My Taste, Your Taste

Last night, the Pirate and I opened a bottle of red wine after dinner. We were still drinking the wine when we retired to the bedroom to get ready for bed. The Pirate brushed his teeth before he’d finished his wine, and when he came back into the room and took a sip, he made a weird face.

“That’s interesting. After brushing my teeth, this wine tastes like…chocolate…and cheese….” He was doing that thing people do when they’re trying to describe a taste or sensation they’re experiencing: looking around in the air above his head as though the answer were on one of the hundreds of postcards attached to the ceiling.

Postcards on my bedroom ceiling

I started collecting these in college, and still pick up a few whenever I go someplace cool. If you sent me one, I’d put it up and think of you when I looked at it.

He wanted me to taste it after brushing my teeth, but I declined. I feel certain that if I had done the experiment, I wouldn’t have tasted chocolate OR cheese, and it led me to wonder – when I eat chocolate, do I taste the same thing my husband tastes? Or that you taste? I know that when I drive past a skunk that was hit by a car, the skunk smell is exactly the same to me as the smell of roasting coffee, and yet I know people who say that the smell of roasting coffee is pleasing to them, but the smell of skunk is disgusting – how can they make a distinction between them? To me, they’re identical.

People can distinguish five different tastes: sweet, bitter, salty, sour and umami. In addition, they can distinguish seven different types of smell: musky (the smell of perfume), putrid (rotten eggs), pungeant (vinegar), camphoraceous (moth balls), ethereal (dry cleaning fluid), floral (roses) and mint. Here’s what I’m not sure about: a given food contains a set of chemicals that make up its flavor profile. Every eater of a given food is working with the same set of chemical inputs. Why, then, the differences in perception? Is it a difference in body chemistry? Is it a difference in brain wiring? Both?

How much does our sense of taste play into our food and drink addictions? A Google search of the words “fast food addiction” shows 16.6 million results, including studies that show the addictive properties of fast food. Those addictive properties are tangentially related to taste in that the pleasing taste activates the brain’s pleasure centers – one article outlines the addictive ingredients in fast food including monosodium glutamate (a prime component of the “umami” taste) and casein, a naturally-occurring protein that, in fast food, is pumped up to past the danger point.

I’m not addicted to fast food. I can’t afford to be, since I’ve been battling a weight problem all my life. My husband, on the other hand, is naturally thin and has no real fondness for the things I have the most trouble with – baked sweets, chocolate, cheese.
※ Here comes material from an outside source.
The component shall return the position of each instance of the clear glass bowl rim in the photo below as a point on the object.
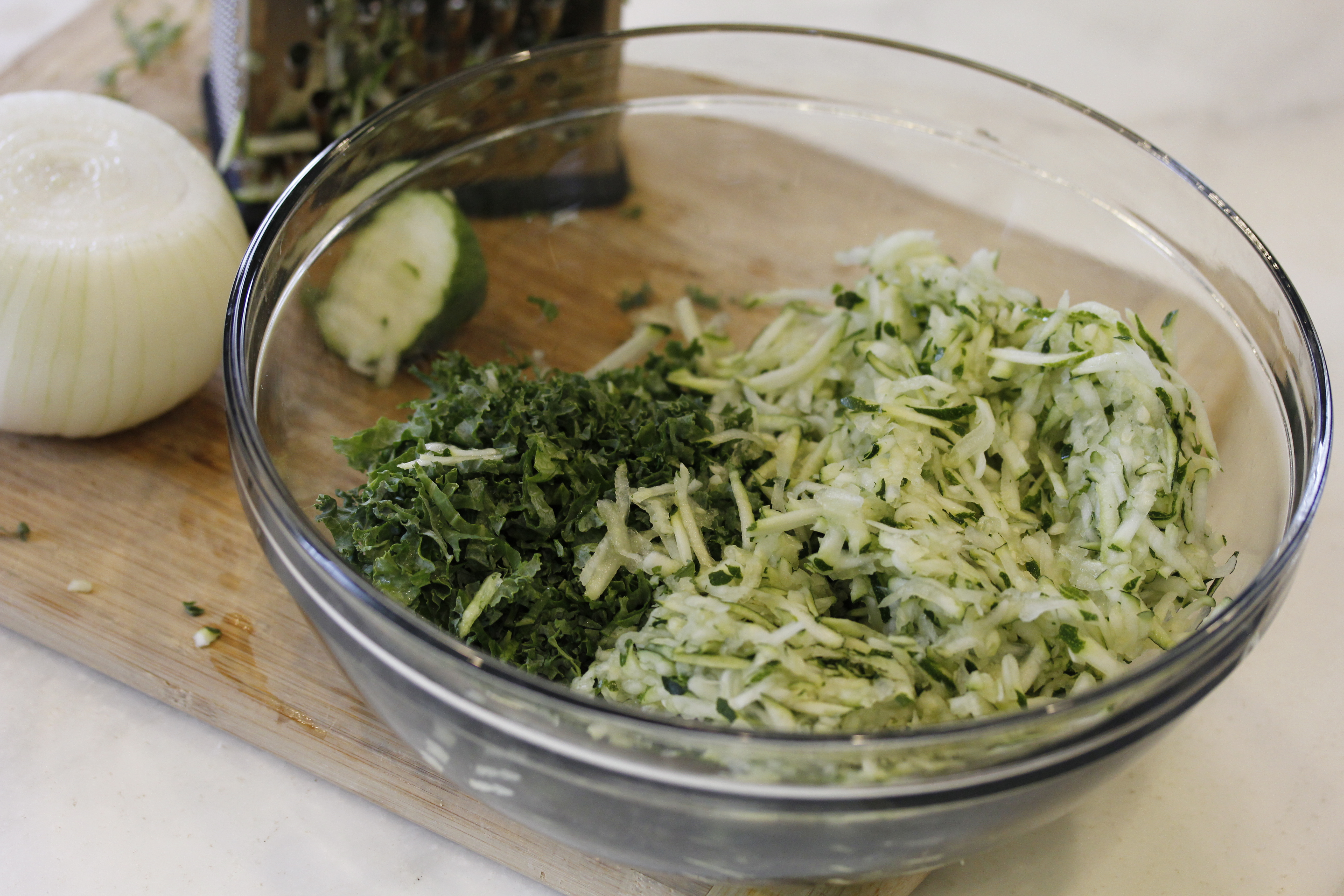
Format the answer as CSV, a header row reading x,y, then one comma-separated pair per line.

It feels unfair to me that because of an accident of chemistry my husband can maintain a healthy weight despite eating an enormous amount (I know, part of it is that he’s a man and therefore has more muscle mass and a higher metabolism, in addition to the fact that the man is two meters tall and therefore has a lot of guy to feed) while I have to consider every bite that goes into my mouth.

On the other hand, I also like to think that it means that I have outlets for enjoyment that are closed to my husband, who doesn’t equate the taste of white jasmine tea with love, or the flavor of Ezekiel bread with independence. In that way, I’m the lucky one.